O ódio é mais que um sentimento, é a expressão última do pecado capital da ira. Para alguns é um modo de vida, uma ação cotidiana naturalizada e revestida de moral. Quando o historiador, filósofo e palestrante conceituado Leandro Karnal decide tratar do ódio em seu livro Todos contra todos – o ódio nosso de cada dia, nascido de uma entrevista a Editora Leya, temos uma nova perspectiva para entender a humanidade.
De acordo o autor, a sociedade é mais hobbseana do que rousseauneana. Para aquele, a humanidade vivia em caos e para evitar a autodestruição, surgiu o Estado e a coerção para frear os ânimos egoístas. Já para Rousseau, considerado o “Cisne Negro” do Iluminismo, a sociedade corrompia o homem, logo, o homem era bom a priori, mas são as relações sociais que deturpam o seu ser.
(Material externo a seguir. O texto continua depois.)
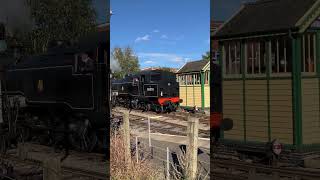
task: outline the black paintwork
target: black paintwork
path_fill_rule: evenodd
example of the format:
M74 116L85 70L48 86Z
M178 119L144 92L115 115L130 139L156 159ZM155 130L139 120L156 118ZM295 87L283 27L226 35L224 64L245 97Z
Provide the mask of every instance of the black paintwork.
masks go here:
M105 39L104 41L107 41ZM85 114L95 127L106 126L109 116L106 107L107 44L101 40L82 48L81 42L73 48L60 46L52 48L47 54L21 59L18 64L6 68L4 93L22 95L32 111L48 110L73 114ZM98 48L98 53L97 52ZM93 52L94 70L90 73L78 71L76 54Z

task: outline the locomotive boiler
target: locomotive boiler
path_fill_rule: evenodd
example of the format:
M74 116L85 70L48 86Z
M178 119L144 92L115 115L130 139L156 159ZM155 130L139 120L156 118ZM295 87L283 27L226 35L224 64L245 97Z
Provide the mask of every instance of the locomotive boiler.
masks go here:
M176 111L182 100L176 76L164 70L147 70L112 81L114 106L144 111Z
M74 46L57 41L48 53L19 61L10 49L3 50L0 135L5 141L0 147L35 138L55 147L67 138L81 151L101 144L109 116L108 52L106 32L92 33ZM90 72L81 71L83 54L94 62Z

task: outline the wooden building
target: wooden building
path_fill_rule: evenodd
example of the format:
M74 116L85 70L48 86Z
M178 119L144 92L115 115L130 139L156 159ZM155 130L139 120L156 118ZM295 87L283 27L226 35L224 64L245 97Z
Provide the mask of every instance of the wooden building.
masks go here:
M206 60L188 62L177 72L179 95L182 107L210 107L210 62Z
M224 141L320 148L320 0L244 4L219 42Z

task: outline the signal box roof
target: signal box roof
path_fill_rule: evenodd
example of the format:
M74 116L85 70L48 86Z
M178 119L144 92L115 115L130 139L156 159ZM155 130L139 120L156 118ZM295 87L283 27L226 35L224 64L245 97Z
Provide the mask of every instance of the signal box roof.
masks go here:
M257 0L246 3L214 34L215 39L297 31L319 0Z

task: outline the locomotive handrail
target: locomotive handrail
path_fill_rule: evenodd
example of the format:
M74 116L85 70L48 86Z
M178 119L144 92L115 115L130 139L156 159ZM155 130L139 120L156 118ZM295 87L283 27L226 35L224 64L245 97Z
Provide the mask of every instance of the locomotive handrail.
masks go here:
M75 73L74 71L74 67L73 65L64 65L64 66L52 66L52 67L38 67L38 68L21 68L21 69L12 69L12 70L8 70L8 72L15 72L15 71L29 71L29 70L39 70L39 69L54 69L54 68L70 68L71 67L71 75L72 76L90 76L91 77L91 88L92 88L92 106L91 107L86 107L86 108L81 108L81 107L73 107L70 103L65 102L65 101L32 101L32 100L28 100L28 98L26 97L26 102L30 102L30 103L45 103L45 104L51 104L51 103L61 103L61 104L65 104L68 107L70 107L71 109L76 109L76 110L94 110L94 75L93 73L90 74L81 74L81 73ZM22 91L6 91L6 93L11 93L11 94L20 94L25 96L25 93Z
Tomando como base o Brasil, e seu ambiente de contrastes demarcados desde as últimas eleições em 2014, o autor tenta desmistificar a contradição do homem cordial brasileiro. Esse homem cordial não é um homem bom, mas sim um homem passional. É movido pelo puro sentimentalismo agressivo, isso pode produzir todo o tipo de ação, desde ações de puro amor até violência selvagem.
Se Eric Hobsbawm chamou o século XX de a Era dos Extremos, podemos deduzir de Leandro Karnal que adentramos a Era do Extermínio. Não existe mais luta por ideais ou ideologias, o objetivo agora é colocar o seu narciso num pedestal e fazer com que todos o adorem como um deus, mesmo sendo um simulacro do humano inatingível. Há ausência de diálogo demarca o fim de qualquer evolução social ou pessoal.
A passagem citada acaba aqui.